I'm not sure if the test files parse otherwise, since they have the CA
certificate in them. It's currently unused because the code doesn't check
signatures or issuers, as documented in https://crbug.com/620005.

+      {"CERTIFICATE", &cert_data},
+  };
+  std::string full_path = std::string(kOCSPPathPrefix) + file_name;
+  if (!ReadTestDataFromPemFile(full_path, mappings))

[Ryan Sleevi, 2016/06/17 16:19:56]

API: ReadTestDataFromPemFile is designed around a ::testing::AssertionResult
interface, specifically so that the failure can give sufficient diagnostics.
That is,

EXPECT_TRUE(ReadTestDataFromPemFile(...));

The way to propagate this is by having this function return a
::testing::AssertionResult, and return that.
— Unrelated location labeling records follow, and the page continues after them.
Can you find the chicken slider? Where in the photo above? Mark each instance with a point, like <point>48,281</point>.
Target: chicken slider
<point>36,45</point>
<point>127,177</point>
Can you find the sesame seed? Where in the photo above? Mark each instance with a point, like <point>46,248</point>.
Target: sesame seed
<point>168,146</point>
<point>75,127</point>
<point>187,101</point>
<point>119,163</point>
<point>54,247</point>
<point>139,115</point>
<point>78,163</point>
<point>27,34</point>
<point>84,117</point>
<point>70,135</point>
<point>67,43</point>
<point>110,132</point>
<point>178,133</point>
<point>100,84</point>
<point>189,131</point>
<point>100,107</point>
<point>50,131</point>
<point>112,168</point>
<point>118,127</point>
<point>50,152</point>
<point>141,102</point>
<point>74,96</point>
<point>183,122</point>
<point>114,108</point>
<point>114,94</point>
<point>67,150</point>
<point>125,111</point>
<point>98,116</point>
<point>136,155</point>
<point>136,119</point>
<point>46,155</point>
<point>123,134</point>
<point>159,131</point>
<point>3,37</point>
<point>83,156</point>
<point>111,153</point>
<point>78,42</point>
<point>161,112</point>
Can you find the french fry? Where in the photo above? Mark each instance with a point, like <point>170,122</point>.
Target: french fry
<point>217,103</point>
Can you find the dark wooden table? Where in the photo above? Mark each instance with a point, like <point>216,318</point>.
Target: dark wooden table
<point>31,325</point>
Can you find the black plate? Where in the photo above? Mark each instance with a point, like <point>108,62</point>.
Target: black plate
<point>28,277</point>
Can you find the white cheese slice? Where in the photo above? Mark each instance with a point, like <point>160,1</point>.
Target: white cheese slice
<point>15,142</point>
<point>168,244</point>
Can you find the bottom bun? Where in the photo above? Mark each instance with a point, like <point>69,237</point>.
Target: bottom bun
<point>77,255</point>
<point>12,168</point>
The only place this pattern isn't followed is the OCSP parsing code, and I'm not
sure if that's a good pattern we want to mix in.

+    return false;
+
+  // Parse the server certificate
+  CertificateList server_cert_list =
+      X509Certificate::CreateCertificateListFromBytes(
+          cert_data.data(), cert_data.size(),
+          X509Certificate::FORMAT_SINGLE_CERTIFICATE);
+  ocsp->certificate = server_cert_list[0];
+  return true;
+}
+
+}  // namespace
+
+class ExpectStapleReportTest : public testing::Test {
+ public:
+  ExpectStapleReportTest() {}
+
+ protected:
+  void SetUp() override {

[Ryan Sleevi, 2016/06/17 16:19:56]

https://github.com/google/googletest/blob/master/googletest/docs/FAQ.md#shoul...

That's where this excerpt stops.